There aren’t many of us who earn a paycheck from our service to this church.  I am one of a very few.  But all of us can find here  work that gives meaning to our lives.  Work that blesses others and also blesses ourselves. Some have more time for that than others, I know.  Some will rearrange priorities to make time that they didn’t think they had once they see that this is work that really matters.  And I’m not talking about church work the way we usually talk about church work.  Whatever your image is — committees or working in the kitchen or singing in a choir — I’m quite confident I’m talking about something else.  Because this is an image of church that is foreign to most of us, your pastor included.  But this is church the way church could be and would be if we truly let Jesus lead.  We think of church as a noun.  But what if church, this church, were a verb?  Let’s take a look.

(YouTube Video:  “ReThinkChurchWeek 1, What if Church Were a Verb?”)

You see, I have this crazy vision of leading a church that looks more like that than like this.  Not so much in here as out there.  Sharing the gifts God has given us, that may or may not be fully utilized in our places of employment, in ways that will truly make a difference.  Changing other lives and changing our own lives in the process.  The disciples of Jesus left their “things” behind to follow their passion.  I believe modern-day disciples are called to do the very same thing.  And I believe that, as my Uncle Ken put it in that classified ad, Jesus is looking for disciples with an “unlimited capacity for hard work.”   I might add, also an unlimited capacity for the joy that comes from serving others.

This video may have spurred for you some ideas about what might change for this church if this church were to be a verb, and not just a noun.  There’s a little circle to fill in on your Connection Card this morning, in the “Next Steps” section.  I’m just asking you to send me an e-mail with your ideas about new things this church could and should be doing.
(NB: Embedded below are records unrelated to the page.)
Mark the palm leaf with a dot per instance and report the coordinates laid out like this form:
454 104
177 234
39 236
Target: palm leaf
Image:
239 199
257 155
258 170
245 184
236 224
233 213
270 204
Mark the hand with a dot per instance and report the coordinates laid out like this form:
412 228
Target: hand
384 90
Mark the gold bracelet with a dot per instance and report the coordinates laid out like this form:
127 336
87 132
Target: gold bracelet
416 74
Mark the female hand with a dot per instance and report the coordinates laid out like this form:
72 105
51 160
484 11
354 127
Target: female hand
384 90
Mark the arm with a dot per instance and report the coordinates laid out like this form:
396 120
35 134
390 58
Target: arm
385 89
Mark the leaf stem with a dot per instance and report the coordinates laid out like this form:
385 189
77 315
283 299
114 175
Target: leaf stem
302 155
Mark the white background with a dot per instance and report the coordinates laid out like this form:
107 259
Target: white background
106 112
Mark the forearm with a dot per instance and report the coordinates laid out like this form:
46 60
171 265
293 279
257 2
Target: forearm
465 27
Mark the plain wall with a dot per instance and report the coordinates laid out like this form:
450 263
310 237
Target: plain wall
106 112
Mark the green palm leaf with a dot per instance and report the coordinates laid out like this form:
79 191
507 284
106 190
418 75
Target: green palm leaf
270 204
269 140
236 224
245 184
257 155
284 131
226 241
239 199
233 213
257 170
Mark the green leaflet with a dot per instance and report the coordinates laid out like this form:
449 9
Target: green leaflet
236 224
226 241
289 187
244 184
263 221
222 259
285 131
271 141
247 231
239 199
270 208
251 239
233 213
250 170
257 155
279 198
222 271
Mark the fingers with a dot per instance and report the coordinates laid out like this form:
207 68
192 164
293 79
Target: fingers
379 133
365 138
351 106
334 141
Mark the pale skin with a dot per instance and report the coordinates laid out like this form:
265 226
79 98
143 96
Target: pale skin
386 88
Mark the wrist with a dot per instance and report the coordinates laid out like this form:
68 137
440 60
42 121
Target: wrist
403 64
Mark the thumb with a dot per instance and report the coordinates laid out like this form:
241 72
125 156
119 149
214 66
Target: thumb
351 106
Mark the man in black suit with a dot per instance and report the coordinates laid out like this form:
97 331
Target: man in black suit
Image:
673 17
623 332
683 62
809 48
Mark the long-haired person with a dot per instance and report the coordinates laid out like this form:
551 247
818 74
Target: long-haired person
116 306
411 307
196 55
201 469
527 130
Gus discovered the joy of serving others late in life.  His life, like many lives, had basically been all about himself.  Now he was dying. He was bitter, he was afraid, he was depressed.  It felt like he really hadn’t accomplished anything that mattered in his life.

Then one day he noticed a five-year-old child in the hallway of his hospice facility.  He asked a nurse, “What’s she doing here?”  The nurse explained that she had fallen off a tractor, cutting off oxygen to her brain.  The result was paralysis.  This child could hear but she could not see or talk.

The next morning, Gus walked past the child’s room.  “Who’s taking care of that kid?” he shouted at the nurses desk.  “Maybe you should,” one of the nurses shouted back.

He went back to his room.  He couldn’t stop thinking about that little girl.  Later that evening he went into her room.  He said hello.  She made no response.  He tried a second time.  Nothing.  Then he touched her hand and took hold of one of her fingers.  The little girl squeezed his hand.  That’s when it happened.  That’s when Gus was transformed from a bitter, fearful, angry person to one who could love and serve a five-year-old.

For weeks, Gus and the little girl “talked” to each other through handshakes.  He read her stories and played her favorite music.  He found a little wagon, placed her carefully inside, and took her for rides down the hallways.

A nurse said this:  “When Gus died, he died smiling.  He was no longer Gus the fearful patient.  Now he was Gus the friend of a five-year-old.”


Lord Jesus, put us to work doing your work.  Bless us in our jobs.  Bless those who need jobs or need different jobs.  But whether it be in our jobs or in our church or in the course of our daily lives, may we be about the work that really matters, the work that is its own reward, service in your name.  Amen.